Aussi, la structure du modèle de données posait un problème. Dans le modèle de données, chaque correspondance entre un produit et une agence générait une ligne. Un même article figurait donc plusieurs fois, et avec lui tout un ensemble de données. Pour alléger la chose, il a été décidé de n’avoir qu’une ligne par article. Les données des agences (fréquence de vente, dernière vente, etc.) ont été placées dans des colonnes au format CSV.

Lors de leurs tests, les responsables du projet se sont rendu compte que l’indexation était plus performante quand le modèle de données des index contenait le moins de colonnes possible.

Les données des produits et les informations des agences ont été réunies dans deux colonnes distinctes à l’aide d’une structure de type JSON. Résultat, de 4 téraoctets de données en index, SGDBF est passé à 200 gigaoctets. Après deux à trois heures de calcul sur Hadoop, l’indexation est effectuée toutes les nuits et dure 6 à 7 heures.

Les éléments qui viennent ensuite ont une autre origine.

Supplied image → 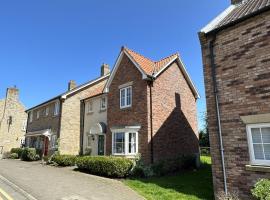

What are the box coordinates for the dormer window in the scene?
[100,97,107,110]
[120,86,132,109]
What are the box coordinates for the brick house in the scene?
[199,0,270,199]
[25,66,109,156]
[103,47,200,164]
[0,87,27,155]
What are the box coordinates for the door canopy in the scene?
[89,122,107,135]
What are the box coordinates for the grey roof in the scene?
[202,0,270,34]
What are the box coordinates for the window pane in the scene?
[251,128,261,143]
[128,133,136,154]
[120,89,125,107]
[115,143,124,154]
[253,144,264,160]
[115,133,124,142]
[264,144,270,160]
[114,132,125,154]
[262,128,270,143]
[126,87,131,106]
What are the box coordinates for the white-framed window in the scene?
[45,107,49,116]
[87,101,93,113]
[29,111,33,123]
[100,97,107,110]
[22,120,27,131]
[247,124,270,166]
[120,86,132,109]
[112,131,138,155]
[36,110,40,119]
[51,135,57,148]
[54,101,60,116]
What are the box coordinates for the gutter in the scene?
[209,34,228,195]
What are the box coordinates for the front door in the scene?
[98,135,104,155]
[44,137,49,156]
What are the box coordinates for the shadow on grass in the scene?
[127,158,214,200]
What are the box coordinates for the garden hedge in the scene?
[21,148,40,161]
[50,154,77,166]
[76,156,134,178]
[10,148,24,158]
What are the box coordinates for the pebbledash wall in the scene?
[199,10,270,199]
[0,88,27,153]
[107,53,199,164]
[60,77,108,155]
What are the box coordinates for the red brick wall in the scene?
[200,10,270,199]
[151,61,199,162]
[106,54,150,162]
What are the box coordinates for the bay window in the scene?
[247,124,270,166]
[112,131,138,155]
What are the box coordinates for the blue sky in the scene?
[0,1,229,130]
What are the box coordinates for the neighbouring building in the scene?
[25,65,110,156]
[103,47,200,164]
[199,0,270,199]
[0,87,27,154]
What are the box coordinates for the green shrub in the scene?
[10,148,24,158]
[51,154,77,166]
[9,153,19,159]
[252,179,270,200]
[21,148,39,161]
[76,156,134,178]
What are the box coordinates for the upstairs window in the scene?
[45,107,49,116]
[29,111,33,123]
[120,86,132,109]
[22,120,27,131]
[100,97,106,110]
[36,110,40,119]
[247,124,270,166]
[54,101,60,116]
[87,101,93,113]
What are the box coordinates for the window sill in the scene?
[112,154,137,158]
[245,165,270,173]
[87,112,94,115]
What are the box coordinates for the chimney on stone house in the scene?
[231,0,243,4]
[6,87,19,102]
[100,63,110,76]
[68,80,77,91]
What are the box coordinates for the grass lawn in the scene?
[124,156,213,200]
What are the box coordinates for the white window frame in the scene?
[54,101,60,116]
[22,120,27,131]
[86,101,93,113]
[120,86,132,109]
[247,123,270,166]
[45,107,49,116]
[112,131,138,156]
[36,110,40,119]
[100,97,107,110]
[29,111,33,123]
[51,135,57,148]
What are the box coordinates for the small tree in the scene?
[199,111,210,147]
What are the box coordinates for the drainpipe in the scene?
[209,35,228,195]
[147,75,155,164]
[79,100,85,155]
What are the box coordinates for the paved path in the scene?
[0,159,144,200]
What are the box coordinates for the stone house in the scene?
[103,47,200,164]
[0,87,27,154]
[25,65,110,156]
[199,0,270,199]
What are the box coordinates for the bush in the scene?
[9,153,19,159]
[252,179,270,200]
[10,148,24,158]
[76,156,134,178]
[21,148,40,161]
[2,152,11,159]
[51,154,77,166]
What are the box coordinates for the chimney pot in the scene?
[101,63,110,76]
[68,80,77,91]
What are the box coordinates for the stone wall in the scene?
[199,10,270,199]
[0,88,27,153]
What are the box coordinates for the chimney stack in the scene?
[68,80,77,91]
[101,63,110,76]
[6,87,19,102]
[231,0,243,4]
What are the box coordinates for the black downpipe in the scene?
[209,35,228,195]
[79,100,85,155]
[148,77,154,164]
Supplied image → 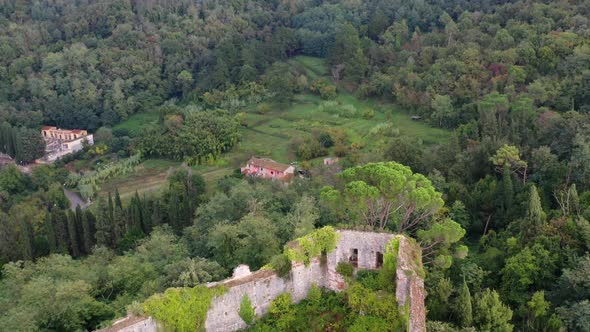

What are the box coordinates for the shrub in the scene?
[310,78,329,93]
[334,144,348,157]
[356,270,381,290]
[269,254,292,278]
[369,123,399,137]
[306,284,322,306]
[349,316,389,332]
[143,285,226,331]
[295,138,326,160]
[112,127,130,137]
[362,108,376,119]
[336,262,354,278]
[239,295,256,325]
[257,103,272,114]
[286,226,340,266]
[378,238,399,292]
[318,132,334,148]
[320,85,337,100]
[317,101,340,114]
[268,293,295,330]
[339,104,358,118]
[346,283,403,329]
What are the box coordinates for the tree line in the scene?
[0,122,44,163]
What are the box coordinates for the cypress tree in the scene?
[95,197,113,247]
[66,210,81,257]
[502,165,514,220]
[0,122,9,154]
[113,205,126,242]
[17,218,35,261]
[114,188,123,210]
[45,212,57,253]
[0,212,18,262]
[141,194,151,233]
[82,210,96,254]
[151,199,163,228]
[74,206,85,253]
[108,192,115,229]
[52,210,70,254]
[167,189,180,231]
[570,184,580,216]
[132,191,144,232]
[455,280,473,327]
[523,185,545,240]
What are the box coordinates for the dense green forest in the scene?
[1,0,590,331]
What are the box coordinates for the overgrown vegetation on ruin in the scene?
[285,226,340,266]
[248,262,410,332]
[142,285,227,331]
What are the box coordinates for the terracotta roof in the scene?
[248,158,291,172]
[41,126,56,130]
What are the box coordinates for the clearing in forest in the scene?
[99,56,449,199]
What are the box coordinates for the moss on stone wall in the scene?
[142,284,227,331]
[286,226,340,266]
[404,236,426,278]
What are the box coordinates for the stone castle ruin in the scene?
[99,230,426,332]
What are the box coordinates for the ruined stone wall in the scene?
[98,230,426,332]
[97,316,159,332]
[396,236,426,332]
[204,258,326,332]
[204,230,426,332]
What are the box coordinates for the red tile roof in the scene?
[247,158,291,172]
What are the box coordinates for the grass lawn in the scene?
[288,56,328,80]
[100,55,450,200]
[113,111,159,137]
[98,158,237,202]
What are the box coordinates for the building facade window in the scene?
[350,248,358,267]
[376,252,383,268]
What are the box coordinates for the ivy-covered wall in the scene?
[142,285,227,331]
[99,230,426,332]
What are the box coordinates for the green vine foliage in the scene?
[286,226,339,266]
[336,262,355,278]
[267,253,292,277]
[379,237,400,293]
[239,294,256,325]
[143,285,226,331]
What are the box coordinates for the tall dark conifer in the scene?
[502,165,514,223]
[95,197,113,247]
[17,218,35,261]
[82,210,96,253]
[45,212,57,253]
[51,209,70,254]
[66,210,81,257]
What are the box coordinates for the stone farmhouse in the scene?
[36,126,94,163]
[98,230,426,332]
[240,157,295,182]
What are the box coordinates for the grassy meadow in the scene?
[98,56,449,199]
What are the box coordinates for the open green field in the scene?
[113,111,159,137]
[99,56,449,199]
[98,158,234,200]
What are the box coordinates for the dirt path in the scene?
[63,188,91,210]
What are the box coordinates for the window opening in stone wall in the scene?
[350,248,358,267]
[376,252,383,268]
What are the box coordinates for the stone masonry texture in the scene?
[98,230,426,332]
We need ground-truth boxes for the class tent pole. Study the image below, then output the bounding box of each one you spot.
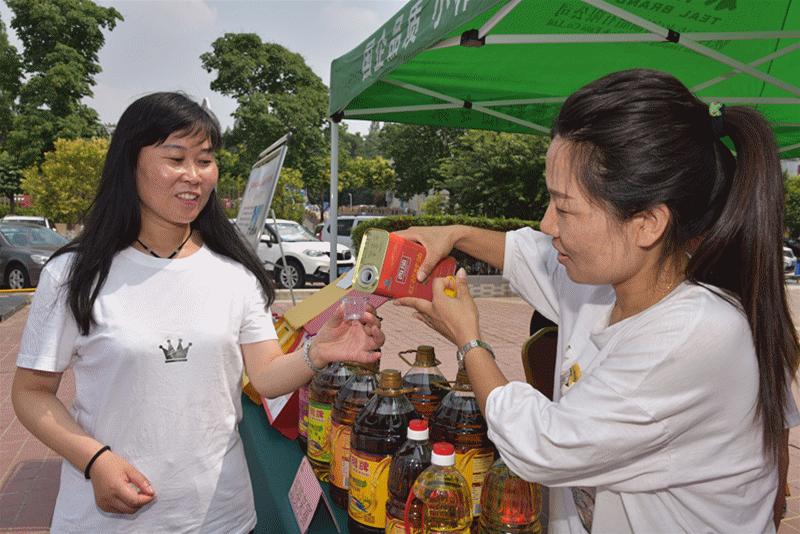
[580,0,800,98]
[479,0,522,36]
[329,119,339,284]
[692,42,800,92]
[779,142,800,154]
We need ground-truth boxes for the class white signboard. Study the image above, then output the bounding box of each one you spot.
[235,134,291,251]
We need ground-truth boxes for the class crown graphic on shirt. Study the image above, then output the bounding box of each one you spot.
[159,338,191,363]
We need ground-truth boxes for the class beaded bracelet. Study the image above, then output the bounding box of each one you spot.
[303,339,326,372]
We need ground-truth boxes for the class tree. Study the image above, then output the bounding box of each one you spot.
[378,123,461,200]
[0,16,20,144]
[437,131,549,219]
[271,166,305,222]
[21,137,108,224]
[5,0,121,169]
[0,151,23,211]
[201,34,328,182]
[785,174,800,238]
[340,155,396,206]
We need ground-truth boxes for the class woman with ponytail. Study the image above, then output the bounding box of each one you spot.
[395,69,799,533]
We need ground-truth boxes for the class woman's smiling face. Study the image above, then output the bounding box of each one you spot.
[539,137,647,287]
[135,130,218,228]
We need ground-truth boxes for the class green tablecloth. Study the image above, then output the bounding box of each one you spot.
[239,394,350,533]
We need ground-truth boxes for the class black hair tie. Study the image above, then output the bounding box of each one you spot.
[709,102,727,138]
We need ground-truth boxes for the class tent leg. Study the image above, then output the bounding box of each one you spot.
[329,120,339,284]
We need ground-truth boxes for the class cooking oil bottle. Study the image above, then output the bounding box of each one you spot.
[298,383,309,453]
[329,360,380,509]
[307,362,354,481]
[430,367,495,528]
[478,458,543,534]
[399,345,450,420]
[385,419,432,534]
[348,369,419,534]
[408,441,472,533]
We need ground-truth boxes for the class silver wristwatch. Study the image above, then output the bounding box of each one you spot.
[456,339,495,367]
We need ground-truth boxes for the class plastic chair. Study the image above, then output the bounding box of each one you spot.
[521,326,558,401]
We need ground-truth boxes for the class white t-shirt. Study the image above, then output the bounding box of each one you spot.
[488,227,799,534]
[17,245,277,533]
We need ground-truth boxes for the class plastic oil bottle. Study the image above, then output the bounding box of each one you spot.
[329,360,380,509]
[430,367,495,528]
[298,384,309,453]
[478,458,543,534]
[348,369,419,534]
[407,441,472,533]
[307,362,354,481]
[385,419,432,534]
[399,345,450,420]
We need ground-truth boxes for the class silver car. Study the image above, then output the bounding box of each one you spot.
[0,222,68,289]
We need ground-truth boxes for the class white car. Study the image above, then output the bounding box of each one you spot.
[2,215,56,232]
[321,215,384,249]
[257,219,354,289]
[784,246,797,275]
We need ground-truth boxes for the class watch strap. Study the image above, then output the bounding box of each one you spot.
[456,339,495,366]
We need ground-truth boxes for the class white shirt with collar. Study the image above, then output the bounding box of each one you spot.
[488,227,798,534]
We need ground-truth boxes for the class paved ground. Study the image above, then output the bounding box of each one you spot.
[3,287,800,531]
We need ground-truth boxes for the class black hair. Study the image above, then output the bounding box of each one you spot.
[51,92,274,334]
[552,68,798,461]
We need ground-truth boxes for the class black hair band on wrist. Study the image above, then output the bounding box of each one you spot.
[84,445,111,479]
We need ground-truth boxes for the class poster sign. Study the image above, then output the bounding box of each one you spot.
[234,133,291,251]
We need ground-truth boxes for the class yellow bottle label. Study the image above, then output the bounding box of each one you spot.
[330,420,351,490]
[307,400,332,462]
[386,515,421,534]
[455,449,495,516]
[298,386,309,438]
[348,450,392,528]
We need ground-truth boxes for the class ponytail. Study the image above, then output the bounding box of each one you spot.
[553,69,799,461]
[689,107,799,459]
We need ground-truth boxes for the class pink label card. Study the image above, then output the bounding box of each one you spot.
[288,456,340,533]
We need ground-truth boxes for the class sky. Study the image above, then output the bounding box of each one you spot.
[0,0,407,136]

Afin d’assurer la tolérance aux pannes, les équipes de la filiale ont personnalisé leur architecture Sinequa. Ainsi, une instance est dédiée à l’indexation, tandis que plusieurs instances et WebApps sont consacrées à la recherche.

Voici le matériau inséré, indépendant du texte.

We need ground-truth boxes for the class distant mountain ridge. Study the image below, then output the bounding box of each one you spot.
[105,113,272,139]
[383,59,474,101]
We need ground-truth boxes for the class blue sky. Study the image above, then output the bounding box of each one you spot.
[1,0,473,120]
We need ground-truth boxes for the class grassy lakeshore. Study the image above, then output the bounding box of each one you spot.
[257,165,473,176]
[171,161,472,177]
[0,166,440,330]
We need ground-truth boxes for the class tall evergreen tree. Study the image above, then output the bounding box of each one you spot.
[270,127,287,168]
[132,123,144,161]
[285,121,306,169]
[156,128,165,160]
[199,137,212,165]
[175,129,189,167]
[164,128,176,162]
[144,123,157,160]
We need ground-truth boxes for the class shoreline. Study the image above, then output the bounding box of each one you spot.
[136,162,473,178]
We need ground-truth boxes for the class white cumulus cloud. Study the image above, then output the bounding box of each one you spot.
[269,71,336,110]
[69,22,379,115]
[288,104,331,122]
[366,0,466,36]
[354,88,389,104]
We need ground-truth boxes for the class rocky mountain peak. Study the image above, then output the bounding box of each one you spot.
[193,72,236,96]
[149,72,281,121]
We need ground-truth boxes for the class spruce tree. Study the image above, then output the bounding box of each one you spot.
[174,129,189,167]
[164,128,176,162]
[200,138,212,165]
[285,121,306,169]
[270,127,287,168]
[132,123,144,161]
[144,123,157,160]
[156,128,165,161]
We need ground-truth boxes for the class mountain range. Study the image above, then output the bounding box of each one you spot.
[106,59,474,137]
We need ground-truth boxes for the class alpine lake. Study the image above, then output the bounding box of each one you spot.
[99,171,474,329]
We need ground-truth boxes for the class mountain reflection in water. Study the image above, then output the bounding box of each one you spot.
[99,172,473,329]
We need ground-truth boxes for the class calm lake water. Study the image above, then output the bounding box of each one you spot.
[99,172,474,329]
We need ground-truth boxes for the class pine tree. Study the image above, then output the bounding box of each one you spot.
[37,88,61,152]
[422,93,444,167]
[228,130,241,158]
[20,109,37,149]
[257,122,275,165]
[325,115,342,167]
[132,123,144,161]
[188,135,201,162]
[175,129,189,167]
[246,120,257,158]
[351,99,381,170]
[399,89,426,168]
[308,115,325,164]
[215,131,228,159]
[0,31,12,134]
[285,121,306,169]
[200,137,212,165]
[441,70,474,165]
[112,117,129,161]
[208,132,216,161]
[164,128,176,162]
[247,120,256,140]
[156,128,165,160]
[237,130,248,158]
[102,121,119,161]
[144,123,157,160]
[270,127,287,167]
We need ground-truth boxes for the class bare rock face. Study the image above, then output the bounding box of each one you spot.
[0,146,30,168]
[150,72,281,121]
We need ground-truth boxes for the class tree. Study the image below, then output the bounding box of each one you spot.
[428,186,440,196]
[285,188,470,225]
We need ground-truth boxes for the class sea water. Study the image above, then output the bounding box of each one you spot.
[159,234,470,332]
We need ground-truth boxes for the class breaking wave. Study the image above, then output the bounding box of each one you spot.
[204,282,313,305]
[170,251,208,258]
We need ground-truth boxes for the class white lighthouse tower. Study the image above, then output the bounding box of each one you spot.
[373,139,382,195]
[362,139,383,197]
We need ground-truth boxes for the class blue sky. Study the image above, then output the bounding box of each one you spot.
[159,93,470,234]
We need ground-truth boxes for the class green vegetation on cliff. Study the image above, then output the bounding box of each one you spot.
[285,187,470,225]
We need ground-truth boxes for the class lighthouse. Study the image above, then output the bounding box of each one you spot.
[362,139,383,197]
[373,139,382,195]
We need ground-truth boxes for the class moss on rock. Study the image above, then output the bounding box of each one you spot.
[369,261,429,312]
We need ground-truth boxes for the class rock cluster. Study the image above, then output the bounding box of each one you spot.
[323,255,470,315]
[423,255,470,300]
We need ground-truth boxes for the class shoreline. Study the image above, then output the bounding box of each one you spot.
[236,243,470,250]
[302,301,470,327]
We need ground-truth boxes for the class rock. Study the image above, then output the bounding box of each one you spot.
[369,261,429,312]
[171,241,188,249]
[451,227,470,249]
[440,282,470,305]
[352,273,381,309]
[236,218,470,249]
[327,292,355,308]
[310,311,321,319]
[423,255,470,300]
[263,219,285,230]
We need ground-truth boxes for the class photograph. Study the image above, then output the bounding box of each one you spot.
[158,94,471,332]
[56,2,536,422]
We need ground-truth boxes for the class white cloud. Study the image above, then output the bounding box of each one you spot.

Pour pousser des données fraîches aux utilisateurs, SGDBF a dédoublé les index et leur alias. Un des alias est consacré à l’indexation, l’autre à la recherche.

Une architecture qui évoluera encore en 2023

SGDB France a déployé son moteur de recherche dans plus de 1 000 agences. En novembre 2022, environ 1 500 agences avaient un accès total ou partiel à l’interface Web. Plus de 18 000 utilisateurs passent par l’IHM reposant sur Sinequa pour rechercher les produits et les clients des enseignes. « Les usagers sont satisfaits et les performances sont bonnes », constate Claudio Borlo. En 2021, le taux de réponse moyen était de 95 %.

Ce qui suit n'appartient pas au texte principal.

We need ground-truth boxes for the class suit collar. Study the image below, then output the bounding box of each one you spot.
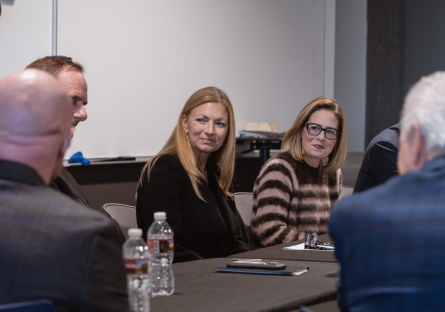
[389,123,400,136]
[58,169,89,206]
[422,155,445,173]
[0,159,45,186]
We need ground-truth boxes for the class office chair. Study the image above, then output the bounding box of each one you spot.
[234,192,254,244]
[0,300,56,312]
[102,203,138,240]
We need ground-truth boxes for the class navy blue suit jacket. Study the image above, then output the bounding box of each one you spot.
[330,155,445,312]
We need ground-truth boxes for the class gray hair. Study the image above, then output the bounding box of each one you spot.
[400,71,445,152]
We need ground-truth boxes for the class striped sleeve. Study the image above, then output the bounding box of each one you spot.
[250,158,298,247]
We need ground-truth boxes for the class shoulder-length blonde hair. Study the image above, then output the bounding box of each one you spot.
[282,96,347,172]
[139,86,236,201]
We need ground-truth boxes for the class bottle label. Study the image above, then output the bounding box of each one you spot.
[147,238,174,254]
[124,258,150,275]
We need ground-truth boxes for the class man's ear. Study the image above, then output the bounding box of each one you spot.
[411,124,428,171]
[181,115,188,133]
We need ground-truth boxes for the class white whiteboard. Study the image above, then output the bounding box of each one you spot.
[59,0,335,159]
[0,0,52,80]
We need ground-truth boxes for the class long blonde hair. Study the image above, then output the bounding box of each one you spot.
[281,96,347,172]
[139,87,236,201]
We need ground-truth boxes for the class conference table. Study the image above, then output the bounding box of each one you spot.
[150,235,340,312]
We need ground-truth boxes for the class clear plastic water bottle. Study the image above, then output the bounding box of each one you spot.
[147,212,174,296]
[123,228,150,312]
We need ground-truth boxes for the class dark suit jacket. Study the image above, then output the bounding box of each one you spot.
[136,154,250,263]
[0,160,129,312]
[354,123,400,193]
[50,167,91,208]
[330,155,445,312]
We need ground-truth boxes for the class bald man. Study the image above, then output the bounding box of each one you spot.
[26,56,90,208]
[0,70,129,311]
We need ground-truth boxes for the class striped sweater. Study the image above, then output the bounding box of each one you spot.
[250,152,341,247]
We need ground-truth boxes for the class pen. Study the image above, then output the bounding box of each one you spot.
[216,268,309,276]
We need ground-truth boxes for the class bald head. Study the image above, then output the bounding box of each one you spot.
[0,69,73,184]
[0,69,72,139]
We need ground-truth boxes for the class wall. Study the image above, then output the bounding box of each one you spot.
[404,0,445,93]
[334,0,367,152]
[0,0,52,80]
[58,0,335,159]
[1,1,364,157]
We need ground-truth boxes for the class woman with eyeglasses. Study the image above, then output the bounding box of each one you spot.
[250,96,347,247]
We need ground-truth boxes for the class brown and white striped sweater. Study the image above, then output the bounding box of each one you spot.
[250,152,341,247]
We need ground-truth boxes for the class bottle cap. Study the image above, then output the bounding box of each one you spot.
[154,211,166,220]
[128,228,143,237]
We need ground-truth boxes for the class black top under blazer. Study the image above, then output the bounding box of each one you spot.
[136,154,250,263]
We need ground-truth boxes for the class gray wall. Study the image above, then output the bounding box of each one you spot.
[334,0,367,152]
[405,0,445,93]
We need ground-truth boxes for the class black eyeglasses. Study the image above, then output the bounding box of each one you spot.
[305,123,339,140]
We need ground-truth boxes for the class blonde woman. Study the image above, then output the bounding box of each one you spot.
[136,87,250,263]
[250,97,347,247]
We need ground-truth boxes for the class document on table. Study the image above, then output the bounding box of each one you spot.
[283,243,334,251]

Dans le cadre de la stratégie e-commerce de la filiale, le DSI envisage d’adapter la technologie de Sinequa afin de propulser la recherche de produits et de matériaux sur les sites Web et sur des applications mobiles. « Cela demande de ne plus cantonner la recherche des produits par agence et d’élargir le modèle de recommandation, de penser une expérience client », anticipe-t-il.

Plus tard, l’entreprise compte explorer les possibilités de la recherche cognitive pour que ses vendeurs obtiennent des réponses à des questions posées en langage naturel, et non plus seulement avec une suite de mots-clés.

Avant cela, la DSI de Saint-Gobain Distribution Bâtiment France s’occupera de la migration de la plateforme Hadoop vers un équivalent sur le cloud. Les serveurs Sinequa resteront dans un premier temps sur son cloud privé.